We also find this on albedo:
The claim that ‘Oumuamua must be at least ten times ‘shinier’ than all Solar System asteroids to make the Spitzer Space Telescope data consistent with the ground-based observations is incorrect. The Spitzer observations are consistent with geometric albedos 0.01 ≤ pv ≤ 0.5…, with a most likely albedo of pv ~ 0.1. Comets have geometric albedos of pv = 0.02–0.07, carbonaceous and silicate asteroids have pv = 0.05–0.21, and the most reflective asteroids have pv ~ 0.5… Thus ‘Oumuamua’s measured reflectivity of about 0.1 is entirely consistent with normal Solar System small bodies.
And on the argument that the kinematics of the object are unusual:
While provocative, this argument is baseless. First, ‘Oumuamua’s trajectory is consistent with predictions for detectable inactive interstellar objects. Second, the measured number density cannot be claimed to be at odds with expectations because of our ignorance of the size distribution of interstellar objects.

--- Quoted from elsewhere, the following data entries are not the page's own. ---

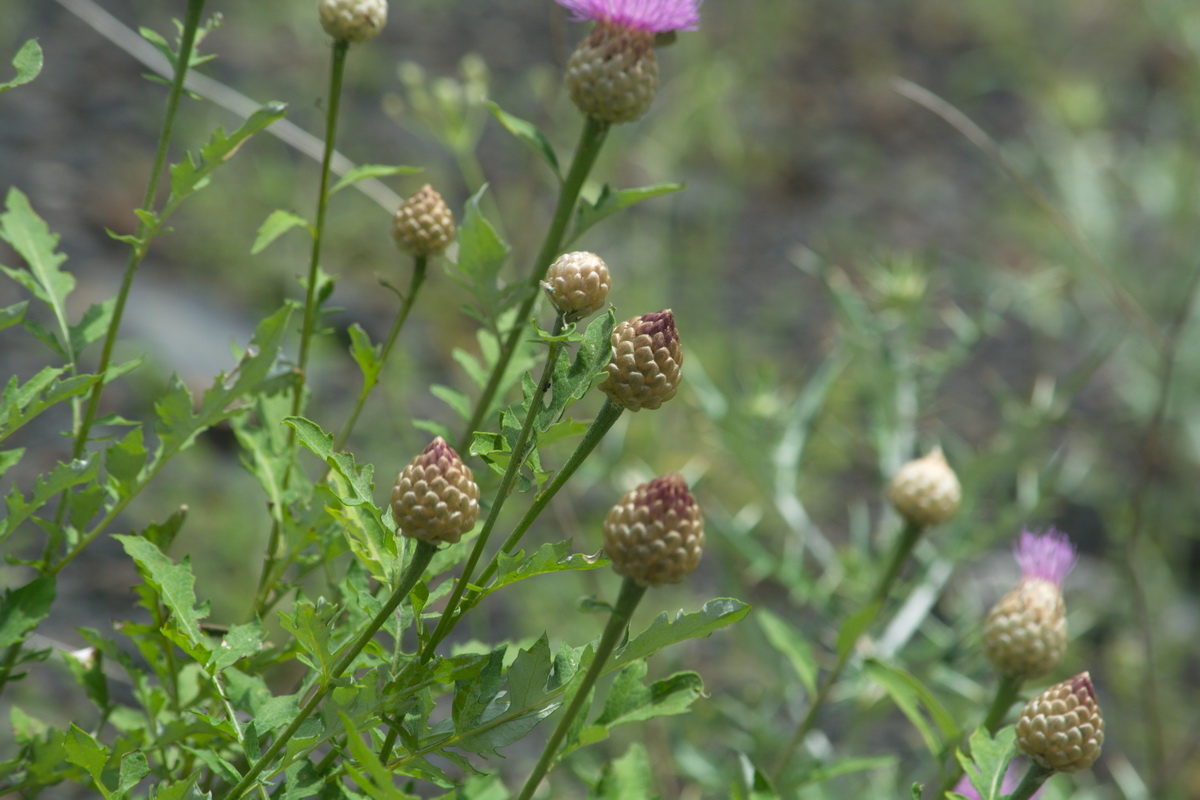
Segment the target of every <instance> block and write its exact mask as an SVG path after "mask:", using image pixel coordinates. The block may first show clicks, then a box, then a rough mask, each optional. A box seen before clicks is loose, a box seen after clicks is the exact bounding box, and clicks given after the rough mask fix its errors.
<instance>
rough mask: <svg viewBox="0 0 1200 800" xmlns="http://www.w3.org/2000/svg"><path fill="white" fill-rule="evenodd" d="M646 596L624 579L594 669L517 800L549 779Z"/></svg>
mask: <svg viewBox="0 0 1200 800" xmlns="http://www.w3.org/2000/svg"><path fill="white" fill-rule="evenodd" d="M644 594H646V587H641V585H638V584H637V583H636V582H635V581H634V579H632V578H625V579H624V582H623V583H622V584H620V595H619V596H618V597H617V604H616V606H614V607H613V609H612V614H611V615H610V616H608V624H607V625H606V626H605V628H604V634H602V636H601V637H600V644H599V645H598V646H596V652H595V657H594V658H593V660H592V666H590V667H588V672H587V674H584V675H583V680H582V681H581V682H580V686H578V688H577V690H576V692H575V696H574V697H572V698H571V704H570V705H568V706H566V711H565V712H564V714H563V716H562V718H559V721H558V727H556V728H554V733H552V734H551V735H550V740H548V741H547V742H546V748H545V750H542V751H541V758H539V759H538V764H536V765H535V766H534V768H533V772H532V774H530V775H529V778H528V780H527V781H526V784H524V788H522V789H521V794H520V795H517V800H529V798H532V796H533V793H534V792H536V789H538V784H540V783H541V780H542V778H544V777H545V776H546V772H548V771H550V766H551V764H553V763H554V756H557V754H558V748H559V746H560V745H562V744H563V738H564V736H565V735H566V732H568V730H569V729H570V727H571V722H574V720H575V717H576V716H578V714H580V710H581V709H582V708H583V705H584V704H586V703H587V702H588V700H589V696H590V693H592V687H593V686H595V682H596V679H598V678H599V676H600V674H601V673H602V672H604V666H605V662H607V661H608V656H610V655H612V651H613V648H616V645H617V642H618V639H620V637H622V634H623V633H624V632H625V628H626V627H628V626H629V620H630V618H631V616H632V615H634V609H635V608H637V603H638V601H641V599H642V595H644Z"/></svg>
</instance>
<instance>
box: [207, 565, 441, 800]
mask: <svg viewBox="0 0 1200 800" xmlns="http://www.w3.org/2000/svg"><path fill="white" fill-rule="evenodd" d="M436 552H437V545H433V543H431V542H424V541H419V542H418V543H416V547H415V548H414V549H413V555H412V558H410V559H409V561H408V565H407V566H406V567H404V573H403V575H402V576H401V578H400V583H398V584H397V585H396V589H395V591H392V593H391V596H390V597H389V599H388V602H386V603H384V606H383V608H380V609H379V613H378V614H376V615H374V619H372V620H371V622H370V625H367V626H366V627H365V628H364V630H362V632H361V633H359V636H358V638H356V639H354V643H353V644H352V645H350V646H349V648H348V649H346V650H343V651H342V655H340V656H338V658H337V662H336V663H335V664H334V668H332V669H331V670H330V673H329V675H328V676H325V679H324V681H323V682H322V685H320V687H319V688H317V690H316V691H314V692H313V693H312V696H311V697H310V698H308V700H307V702H306V703H305V704H304V706H302V708H301V709H300V711H299V712H298V714H296V716H295V718H294V720H292V723H290V724H288V727H287V728H286V729H284V730H283V733H281V734H280V735H278V738H276V740H275V741H274V742H271V746H270V747H269V748H268V751H266V752H265V753H263V754H262V757H259V758H258V759H257V760H256V762H254V764H253V765H252V766H251V768H250V769H248V770H247V771H246V774H245V775H244V776H242V777H241V780H240V781H239V782H238V784H236V786H234V787H233V789H230V790H229V794H227V795H226V798H227V800H238V799H239V798H241V796H242V795H244V794H245V793H246V792H247V789H250V787H251V786H252V784H253V783H254V782H256V780H257V778H258V776H259V775H262V774H263V771H264V770H265V769H266V768H268V766H269V765H270V764H271V763H272V762H274V760H275V757H276V756H278V754H280V752H282V751H283V747H284V746H286V745H287V744H288V741H290V740H292V736H294V735H295V732H296V730H299V729H300V726H301V724H304V723H305V721H306V720H307V718H308V717H311V716H312V714H313V711H316V710H317V706H318V705H320V703H322V700H324V699H325V697H326V696H328V694H329V692H330V691H331V690H332V688H334V682H335V681H336V680H337V679H338V678H341V676H342V674H343V673H344V672H346V670H347V669H349V667H350V664H353V663H354V660H355V658H358V657H359V654H360V652H362V650H364V648H366V646H367V643H368V642H371V639H372V638H374V634H376V633H378V632H379V628H380V627H383V624H384V622H386V621H388V619H389V618H390V616H391V615H392V614H394V613H395V612H396V608H398V607H400V603H402V602H403V601H404V599H406V597H408V594H409V593H410V591H412V590H413V587H415V585H416V582H418V581H420V578H421V575H424V573H425V569H426V567H427V566H428V565H430V561H431V560H432V559H433V554H434V553H436Z"/></svg>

‘Oumuamua is destined to remain enigmatic, for our dataset represents all that could be collected before the interstellar visitor had traveled beyond the view of our telescopes. With only a few weeks in play to observe the object, the ISSI astronomers acknowledge its rarity (“We have never seen anything like ʻOumuamua in our solar system,” says Knight) while finding its movement explicable through natural means. All report anticipating results from the Large Synoptic Survey Satellite (LSST), which comes online in 2022 and may give us more interstellar objects of the same kind, allowing a deeper and perhaps less controversial analysis.
“In the next 10 years, we expect to begin seeing more objects like ‘Oumuamua. The LSST will be leaps and bounds beyond any other survey we have in terms of capability to find small interstellar visitors,” says Knight. “We may start seeing a new object every year. That’s when we’ll start to know whether ‘Oumuamua is weird, or common. If we find 10-20 of these things and ‘Oumuamua still looks unusual, we’ll have to reexamine our explanations.”
The paper is Bannister et al. (The ‘Oumuamua ISSI Team), “The Natural History of ‘Oumuamua,” Nature Astronomy 19 July 1, 2019 (abstract). Knight’s 2017 paper is “On the Rotation Period and Shape of the Hyperbolic Asteroid 1I/’Oumuamua (2017 U1) from Its Lightcurve,” Astrophysical Journal Letters Vol. 851, No. 2 (12 December 2017). Abstract.